Christians, Sikhs, Hindus and Kalasha present joint study on personal / family laws and the effects of their absence in Pakistan. Minorities demand to be respected like the Islamic majority. In this way they would retain their identity in the broader socio-cultural context. Among the topics discussed, marriage, divorce, dowry, inheritance, adoption of children.
Lahore (AsiaNews) - The approval of some basic principles of law for religious minorities to ensure the civil rights of religious communities in Pakistan and keep their separate identity within the wider socio-political fabric. This is the what representatives of the various religious minorities in the country are seeking in a joint proposal presented March 1. The proposal is strongly supported by the National Commission for Justice and Peace (CCJP) of the Pakistani Bishops' Conference, which since 1985 has worked to protect marginalized communities from discrimination, ensure fair education and freedom of religion or belief.
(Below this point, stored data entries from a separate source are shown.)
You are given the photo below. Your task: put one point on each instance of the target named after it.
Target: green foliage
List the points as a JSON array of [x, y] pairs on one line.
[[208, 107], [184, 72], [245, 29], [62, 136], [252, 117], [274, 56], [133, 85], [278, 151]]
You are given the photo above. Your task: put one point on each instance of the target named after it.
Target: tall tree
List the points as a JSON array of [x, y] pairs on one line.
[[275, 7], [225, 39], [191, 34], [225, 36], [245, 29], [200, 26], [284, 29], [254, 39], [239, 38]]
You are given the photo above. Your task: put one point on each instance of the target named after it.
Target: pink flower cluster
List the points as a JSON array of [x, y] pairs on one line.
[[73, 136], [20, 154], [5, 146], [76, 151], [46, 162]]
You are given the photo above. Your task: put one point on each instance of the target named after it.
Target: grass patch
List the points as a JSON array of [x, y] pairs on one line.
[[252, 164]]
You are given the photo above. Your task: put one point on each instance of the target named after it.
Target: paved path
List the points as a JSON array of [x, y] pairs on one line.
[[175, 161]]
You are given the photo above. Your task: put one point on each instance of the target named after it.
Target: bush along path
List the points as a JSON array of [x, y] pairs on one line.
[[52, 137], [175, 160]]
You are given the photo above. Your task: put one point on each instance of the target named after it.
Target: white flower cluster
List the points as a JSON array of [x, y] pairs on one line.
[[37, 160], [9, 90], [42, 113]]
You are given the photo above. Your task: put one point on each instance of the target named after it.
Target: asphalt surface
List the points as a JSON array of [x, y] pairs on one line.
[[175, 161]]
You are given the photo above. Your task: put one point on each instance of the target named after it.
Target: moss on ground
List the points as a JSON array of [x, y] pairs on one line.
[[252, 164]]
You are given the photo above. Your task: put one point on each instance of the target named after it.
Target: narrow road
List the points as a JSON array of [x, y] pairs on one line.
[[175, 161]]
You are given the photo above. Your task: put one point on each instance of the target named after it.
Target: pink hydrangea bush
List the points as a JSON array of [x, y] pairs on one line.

The analysis presented at a press conference also includes a study on the situation of minorities in the absence of these laws. The CCJP has listened to the opinions of legal experts, scholars, religious leaders and has brought them together in a document entitled "Proposals for principles of family / personal law for religious minorities in Pakistan." These would regulate various aspects: the age at marriage; registration of the marriage and its dissolution; dowries; divorce and any right to maintenance; succession / inheritance; practices for adoption; custody of the children and their illegitimacy.
The conference was attended by leading members of minority groups. Among them, S. Cecil Chaudhry, Executive Director of CCJP; Arifa Shakeel, coordinator of the program for the CCJP; Sarah Quershi, manager of Faiz Foundation Trust; Amarnath Randhawa and Aroon Kumar, respectively president and secretary general of the Hindu SudharSabha Pakistan.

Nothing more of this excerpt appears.